Abstract

Recognizing the attention currently devoted to the environmental impact of aviation, this three-part publication series introduces two new aircraft propulsion concepts for the timeframe beyond 2030. Part one focuses on the steam injecting and recovering aero engine concept. This second part presents the free-piston composite cycle engine concept. A third publication, building upon those two concepts, presents the project which aims for demonstrating the proof of concept with numerical simulation and test-bench experiments up to a technology readiness level of three.

The free-piston composite cycle engine concept is composed of a gas turbine topped with a free-piston system. The latter is a self-powered gas generator in which the internal combustion process drives an integrated air compressor. Here, several free-piston engines replace the high-pressure core of the gas turbine. Through the ability to work at much higher temperatures and pressures, the overall system efficiency can be increased significantly, and fuel burn as well as CO2 emissions reduce.
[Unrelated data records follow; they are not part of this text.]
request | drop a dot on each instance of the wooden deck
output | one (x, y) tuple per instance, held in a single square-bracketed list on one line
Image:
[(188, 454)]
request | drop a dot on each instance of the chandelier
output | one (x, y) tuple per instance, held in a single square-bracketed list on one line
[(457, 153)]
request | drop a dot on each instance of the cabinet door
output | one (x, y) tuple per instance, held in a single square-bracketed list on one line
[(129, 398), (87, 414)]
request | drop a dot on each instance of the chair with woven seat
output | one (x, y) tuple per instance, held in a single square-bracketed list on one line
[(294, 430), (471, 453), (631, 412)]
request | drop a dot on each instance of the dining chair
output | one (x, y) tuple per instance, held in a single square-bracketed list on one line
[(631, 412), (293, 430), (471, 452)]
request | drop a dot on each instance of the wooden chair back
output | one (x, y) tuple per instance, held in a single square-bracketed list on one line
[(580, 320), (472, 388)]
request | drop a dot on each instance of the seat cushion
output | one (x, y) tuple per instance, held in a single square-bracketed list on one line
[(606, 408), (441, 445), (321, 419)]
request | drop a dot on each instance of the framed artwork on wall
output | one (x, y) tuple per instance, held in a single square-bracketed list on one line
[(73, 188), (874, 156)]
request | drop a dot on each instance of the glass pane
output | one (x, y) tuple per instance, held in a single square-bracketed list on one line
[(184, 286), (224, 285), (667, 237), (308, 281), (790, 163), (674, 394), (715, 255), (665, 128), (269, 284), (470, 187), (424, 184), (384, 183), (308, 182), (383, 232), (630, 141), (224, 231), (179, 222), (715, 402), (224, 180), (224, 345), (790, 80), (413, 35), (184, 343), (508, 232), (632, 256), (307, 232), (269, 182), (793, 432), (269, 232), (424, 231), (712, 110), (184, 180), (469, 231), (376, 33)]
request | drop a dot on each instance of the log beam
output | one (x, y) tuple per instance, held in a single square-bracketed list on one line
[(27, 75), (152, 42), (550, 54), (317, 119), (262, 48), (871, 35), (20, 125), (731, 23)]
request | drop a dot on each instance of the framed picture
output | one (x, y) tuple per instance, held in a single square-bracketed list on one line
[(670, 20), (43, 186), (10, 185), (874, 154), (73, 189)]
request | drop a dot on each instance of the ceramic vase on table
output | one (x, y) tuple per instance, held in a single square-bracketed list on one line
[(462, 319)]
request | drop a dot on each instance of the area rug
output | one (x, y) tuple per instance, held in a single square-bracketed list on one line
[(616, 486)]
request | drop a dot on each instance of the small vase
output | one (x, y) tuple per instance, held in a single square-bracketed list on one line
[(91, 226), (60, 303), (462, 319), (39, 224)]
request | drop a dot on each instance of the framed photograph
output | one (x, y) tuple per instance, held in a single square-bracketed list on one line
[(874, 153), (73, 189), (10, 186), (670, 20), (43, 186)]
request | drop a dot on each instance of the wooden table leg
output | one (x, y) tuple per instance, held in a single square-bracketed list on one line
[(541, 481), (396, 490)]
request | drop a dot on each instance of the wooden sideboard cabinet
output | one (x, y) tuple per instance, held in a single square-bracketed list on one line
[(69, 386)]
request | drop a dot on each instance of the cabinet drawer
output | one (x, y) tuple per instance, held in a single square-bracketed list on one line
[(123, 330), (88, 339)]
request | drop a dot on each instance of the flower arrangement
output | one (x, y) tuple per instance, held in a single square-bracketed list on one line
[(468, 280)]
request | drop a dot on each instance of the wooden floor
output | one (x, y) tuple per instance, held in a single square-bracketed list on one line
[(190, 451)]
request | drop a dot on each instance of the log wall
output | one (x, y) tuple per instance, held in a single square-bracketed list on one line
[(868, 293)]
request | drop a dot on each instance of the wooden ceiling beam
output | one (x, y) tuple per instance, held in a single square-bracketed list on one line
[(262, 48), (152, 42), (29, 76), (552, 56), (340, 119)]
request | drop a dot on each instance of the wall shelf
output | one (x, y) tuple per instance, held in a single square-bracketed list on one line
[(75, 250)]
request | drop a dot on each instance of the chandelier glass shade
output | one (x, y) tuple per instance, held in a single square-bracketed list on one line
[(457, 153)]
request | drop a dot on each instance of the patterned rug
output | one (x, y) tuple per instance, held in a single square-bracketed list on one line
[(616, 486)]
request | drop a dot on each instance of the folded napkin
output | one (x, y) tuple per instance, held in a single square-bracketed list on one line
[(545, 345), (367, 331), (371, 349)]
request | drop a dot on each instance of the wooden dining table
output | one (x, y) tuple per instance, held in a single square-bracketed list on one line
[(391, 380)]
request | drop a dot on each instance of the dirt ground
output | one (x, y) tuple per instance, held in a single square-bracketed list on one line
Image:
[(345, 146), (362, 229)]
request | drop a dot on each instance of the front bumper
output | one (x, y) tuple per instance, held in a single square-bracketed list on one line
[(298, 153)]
The proposed free-piston composite cycle engine design is described in detail, and the sources of thermodynamic benefits are stated. Concrete engineering solutions consider the implementation into an aircraft. The free-piston design enables lower weight and size compared to a crankshaft-bound piston engine, as no mechanical transmission and lubrication system is required. The absence of a crankshaft and connecting rods eliminates reactive forces, reduces mechanical losses, and allows higher mean piston velocities. Facilitated through air lubrication, higher cylinder temperatures are viable. The reduction of heat losses enables cooling of the piston-cylinder with core fluid. The use of a sequential combustion chamber can enhance operability and tailor the production of NOx in low-altitude operation. A discussion of emissions affecting the environment shows the potential to reduce the climate impact of aviation.